Figure 8. Antibodies directed against the PG domain, but not against the catalytic domain of CAIX inhibit proliferation of MCF-7 and MDA-MB-231 cells

(A, B) Staining of nuclei with Hoechst (blue) in MCF-7 (A) and MDA-MB-231 cells (B) after 3 days in culture at 1% O₂. Hypoxic cells remained either untreated (A₁, B₁) or were incubated with 5 μg/ml Anti-PG (A₂, B₂) or 5 μg/ml Anti-CA (A₃, B₃). (C, D) Total number of nuclei/mm² in MCF-7 (C) and MDA-MB-231 (D) cell cultures, kept for 0–3 days under the conditions as described in (A and B). Data are represented as mean ± SEM. Significance in differences was tested with ANOVA, followed by means comparison. The red significance indicators depict differences between cells treated with Anti-PG and control cells, the green significance indicators depict differences between cells treated with Anti-CA and control cells at the respective time points.

Figure 9. Antibodies directed against the PG domain, but not against the catalytic domain of CAIX inhibit migration of MDA-MB-231 and MCF-7 cells

(A) Staining of nuclei with Hoechst (blue) in hypoxic MDA-MB-231 cells before (A₁) and 3 days after production of a scratch through the culture (A₂-A₄). Cells remained either untreated (A₁, A₂) or where incubated with Anti-PG (A₃) or Anti-CA (A₄). (B-E) Size of the gap (%) in MDA-MB-231 (B, C) and MCF-7 (D, E) cell cultures, 0–3 days after scratching. Cells were incubated under normoxic (B, D) or hypoxic (C, E) conditions in the presence of Anti-PG (red) and Anti-CA (green), respectively, or without antibody (gray). Data are represented as mean ± SEM. Significance in differences was tested with ANOVA, followed by means comparison. The red significance indicators depict differences between cells treated with Anti-PG and control cells, the green significance indicators depict differences between cells treated with Anti-CA and control cells at the respective time points.

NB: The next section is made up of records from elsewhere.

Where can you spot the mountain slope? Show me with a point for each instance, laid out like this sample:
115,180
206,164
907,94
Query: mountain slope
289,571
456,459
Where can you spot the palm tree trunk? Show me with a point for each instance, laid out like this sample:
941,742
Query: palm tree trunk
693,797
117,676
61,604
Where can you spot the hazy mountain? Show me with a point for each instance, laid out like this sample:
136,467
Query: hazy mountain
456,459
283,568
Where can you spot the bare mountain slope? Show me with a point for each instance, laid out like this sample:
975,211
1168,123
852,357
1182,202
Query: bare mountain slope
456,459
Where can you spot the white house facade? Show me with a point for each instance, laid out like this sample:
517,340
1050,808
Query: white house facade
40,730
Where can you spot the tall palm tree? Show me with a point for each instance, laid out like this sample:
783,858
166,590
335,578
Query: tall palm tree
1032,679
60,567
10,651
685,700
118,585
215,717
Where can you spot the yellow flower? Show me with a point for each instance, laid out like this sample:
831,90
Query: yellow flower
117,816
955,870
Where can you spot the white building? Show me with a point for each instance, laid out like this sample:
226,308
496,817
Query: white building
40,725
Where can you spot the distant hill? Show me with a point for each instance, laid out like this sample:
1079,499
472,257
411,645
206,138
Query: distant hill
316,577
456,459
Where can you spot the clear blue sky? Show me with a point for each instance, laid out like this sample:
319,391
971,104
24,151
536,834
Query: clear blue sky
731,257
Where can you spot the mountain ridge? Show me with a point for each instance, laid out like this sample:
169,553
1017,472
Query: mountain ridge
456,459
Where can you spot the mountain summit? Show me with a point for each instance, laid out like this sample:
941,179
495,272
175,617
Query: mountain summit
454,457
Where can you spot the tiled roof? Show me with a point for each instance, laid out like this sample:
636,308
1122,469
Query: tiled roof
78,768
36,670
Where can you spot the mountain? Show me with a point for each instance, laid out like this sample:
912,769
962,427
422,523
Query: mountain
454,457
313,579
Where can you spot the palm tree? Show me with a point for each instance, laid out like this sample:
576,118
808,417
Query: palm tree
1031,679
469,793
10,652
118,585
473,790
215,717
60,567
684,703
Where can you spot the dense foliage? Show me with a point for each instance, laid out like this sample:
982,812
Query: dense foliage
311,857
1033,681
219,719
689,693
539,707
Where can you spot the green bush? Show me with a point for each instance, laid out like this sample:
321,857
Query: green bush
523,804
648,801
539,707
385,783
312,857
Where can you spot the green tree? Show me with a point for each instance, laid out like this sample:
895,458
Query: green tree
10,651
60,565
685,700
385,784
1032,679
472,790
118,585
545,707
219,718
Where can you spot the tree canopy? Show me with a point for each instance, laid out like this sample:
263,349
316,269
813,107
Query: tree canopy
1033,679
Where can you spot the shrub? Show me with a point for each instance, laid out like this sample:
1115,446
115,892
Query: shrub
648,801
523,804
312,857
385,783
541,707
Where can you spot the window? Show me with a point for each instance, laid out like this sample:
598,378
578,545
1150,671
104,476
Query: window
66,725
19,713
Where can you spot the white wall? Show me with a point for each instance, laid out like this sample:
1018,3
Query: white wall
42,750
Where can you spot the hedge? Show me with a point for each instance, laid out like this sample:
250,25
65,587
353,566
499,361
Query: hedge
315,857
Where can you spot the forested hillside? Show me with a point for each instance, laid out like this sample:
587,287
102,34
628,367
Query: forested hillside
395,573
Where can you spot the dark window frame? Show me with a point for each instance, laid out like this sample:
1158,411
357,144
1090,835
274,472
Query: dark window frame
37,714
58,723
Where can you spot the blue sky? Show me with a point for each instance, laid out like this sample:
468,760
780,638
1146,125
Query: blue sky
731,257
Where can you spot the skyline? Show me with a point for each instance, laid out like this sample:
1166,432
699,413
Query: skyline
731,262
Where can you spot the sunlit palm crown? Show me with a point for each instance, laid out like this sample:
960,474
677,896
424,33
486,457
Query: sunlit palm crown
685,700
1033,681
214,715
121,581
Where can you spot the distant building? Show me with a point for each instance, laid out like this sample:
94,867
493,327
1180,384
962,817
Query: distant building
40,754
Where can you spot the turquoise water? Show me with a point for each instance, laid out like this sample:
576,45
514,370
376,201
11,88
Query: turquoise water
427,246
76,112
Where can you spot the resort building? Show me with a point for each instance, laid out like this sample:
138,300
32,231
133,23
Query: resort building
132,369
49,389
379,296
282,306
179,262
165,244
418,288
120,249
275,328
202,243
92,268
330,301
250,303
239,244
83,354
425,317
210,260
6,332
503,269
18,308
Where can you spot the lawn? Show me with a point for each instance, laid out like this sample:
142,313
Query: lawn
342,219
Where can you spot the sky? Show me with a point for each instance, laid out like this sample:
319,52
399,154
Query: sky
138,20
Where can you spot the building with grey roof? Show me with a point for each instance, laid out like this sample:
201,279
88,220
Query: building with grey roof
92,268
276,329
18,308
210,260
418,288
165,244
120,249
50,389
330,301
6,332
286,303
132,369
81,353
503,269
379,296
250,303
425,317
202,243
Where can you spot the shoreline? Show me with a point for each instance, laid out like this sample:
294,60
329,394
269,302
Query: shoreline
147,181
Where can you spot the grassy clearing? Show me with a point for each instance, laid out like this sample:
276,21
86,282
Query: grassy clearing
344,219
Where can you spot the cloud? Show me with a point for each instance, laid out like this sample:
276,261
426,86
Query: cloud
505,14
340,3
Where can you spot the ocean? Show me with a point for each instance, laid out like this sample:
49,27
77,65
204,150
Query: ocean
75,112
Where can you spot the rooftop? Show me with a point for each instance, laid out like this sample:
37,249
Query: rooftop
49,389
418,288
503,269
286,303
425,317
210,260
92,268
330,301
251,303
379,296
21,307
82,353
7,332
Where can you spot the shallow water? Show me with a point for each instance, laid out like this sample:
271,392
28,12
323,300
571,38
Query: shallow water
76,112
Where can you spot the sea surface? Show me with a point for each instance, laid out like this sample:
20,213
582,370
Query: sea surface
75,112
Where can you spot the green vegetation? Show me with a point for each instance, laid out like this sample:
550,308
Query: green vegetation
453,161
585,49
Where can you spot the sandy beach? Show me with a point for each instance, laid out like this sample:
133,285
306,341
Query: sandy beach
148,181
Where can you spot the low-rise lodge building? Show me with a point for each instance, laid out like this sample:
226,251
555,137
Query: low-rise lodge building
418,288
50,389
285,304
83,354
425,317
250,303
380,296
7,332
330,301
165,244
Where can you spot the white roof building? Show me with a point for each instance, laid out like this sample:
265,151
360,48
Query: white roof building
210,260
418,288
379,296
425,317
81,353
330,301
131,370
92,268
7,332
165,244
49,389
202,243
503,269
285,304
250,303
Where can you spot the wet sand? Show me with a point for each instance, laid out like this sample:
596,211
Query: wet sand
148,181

Figure 10. Expression levels of CAIX in normoxic and hypoxic MCF-7 and MDA-MB-231 cells

(A) Western blot of CAIX, in normoxic and hypoxic MCF-7 and MDA-MB-231 cells with Anti-PG (Ab-M75, upper blots). β-tubulin was used as loading control (lower blots). (B) Quantification of the protein level of CAIX in normoxic and hypoxic MDA-MB-231 and MCF-7 cells, respectively, relative to the protein level of β-tubulin. Data are represented as mean + SEM. Significance in differences was tested with Student's t-test, following a Shapiro-Wilk test. The significance indicators above the bars for normoxic and hypoxic MCF-7 cells refer to the corresponding values for normoxic and hypoxic MDA-MB-231 cells (gray bars).